What is Cleantech? Who needs it?

Cleantech implies mainly production of energy from net non-polluting sources, but it also involves storage and distribution of energy, either on its own; or in conjunction with traditional (mainly fossil) fuels, to provide efficiency and cost benefits in transition.

Under the Kyoto international protocol (or CDM, Clean Development Mechanism) there is an active exchange market for trading carbon (pollution) credits between clean and polluting companies; with a cash award as well. The World Bank estimates USD 64 billion trades in 2007. Developing countries have sought approval for more than 3,000 projects ranging from wind farms to landfill gas capture projects; 2000 are still pending, posing a challenge to mainly European polluters (US is not a signatory yet.) China captures 73% of this market, still with ample room for MENA, and Central-South-East Asian nations.

There are 3 main categories of clean fuel: solar, wind and bio-mass, in addition to hydroelectric and ocean/geo-thermal. Then there are the intertwined issues of clean water, and global warming from fossil pollution. All of these combined issues have created the need for conservation, clean fuels and greenhouse gas absorption to support transport, buildings, agriculture, and water sources.

From the Energy Information Administration (EIA) figure of projected fuel types, by 2030, renewables (including nuclear and hydroelectric) will make up about 15%, and natural gas about 25% of total supply. Natural gas thus demands a careful look as well.

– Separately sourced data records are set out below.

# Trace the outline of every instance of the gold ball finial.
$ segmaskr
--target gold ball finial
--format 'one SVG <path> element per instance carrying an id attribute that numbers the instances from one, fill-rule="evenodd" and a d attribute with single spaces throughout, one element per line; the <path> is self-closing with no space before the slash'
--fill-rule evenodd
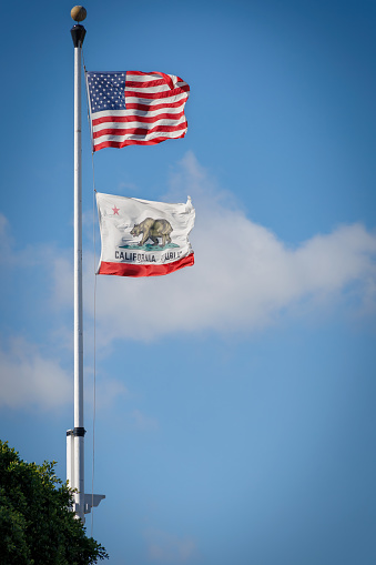
<path id="1" fill-rule="evenodd" d="M 74 8 L 71 9 L 71 17 L 74 21 L 83 21 L 87 17 L 87 10 L 83 6 L 74 6 Z"/>

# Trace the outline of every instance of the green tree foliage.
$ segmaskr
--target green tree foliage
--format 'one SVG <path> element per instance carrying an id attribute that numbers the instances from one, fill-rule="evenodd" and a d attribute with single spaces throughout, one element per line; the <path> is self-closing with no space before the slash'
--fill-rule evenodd
<path id="1" fill-rule="evenodd" d="M 70 509 L 55 462 L 27 463 L 0 441 L 1 565 L 90 565 L 108 558 Z"/>

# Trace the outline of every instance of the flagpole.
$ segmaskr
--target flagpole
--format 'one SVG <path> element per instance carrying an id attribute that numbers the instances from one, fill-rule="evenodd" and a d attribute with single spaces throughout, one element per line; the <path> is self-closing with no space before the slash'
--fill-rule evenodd
<path id="1" fill-rule="evenodd" d="M 75 22 L 87 10 L 71 10 Z M 83 329 L 82 329 L 82 172 L 81 172 L 81 50 L 87 30 L 80 23 L 71 29 L 74 46 L 74 428 L 71 436 L 71 486 L 74 513 L 84 522 L 84 434 L 83 427 Z"/>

Clean energy innovation: a field of many (bad) dreams

Compared to the 1970s when the West faced a supply shock but the world as a whole lacked consumption, the current situation sees consistently rising prices (and pollution costs) of fossil fuels which in turn create a critical need to find alternative (“cleantech”) sources. New Energy Finance figures show that investment in clean energy worldwide in 2007 reached USD 150 billion, up 60% from the previous year.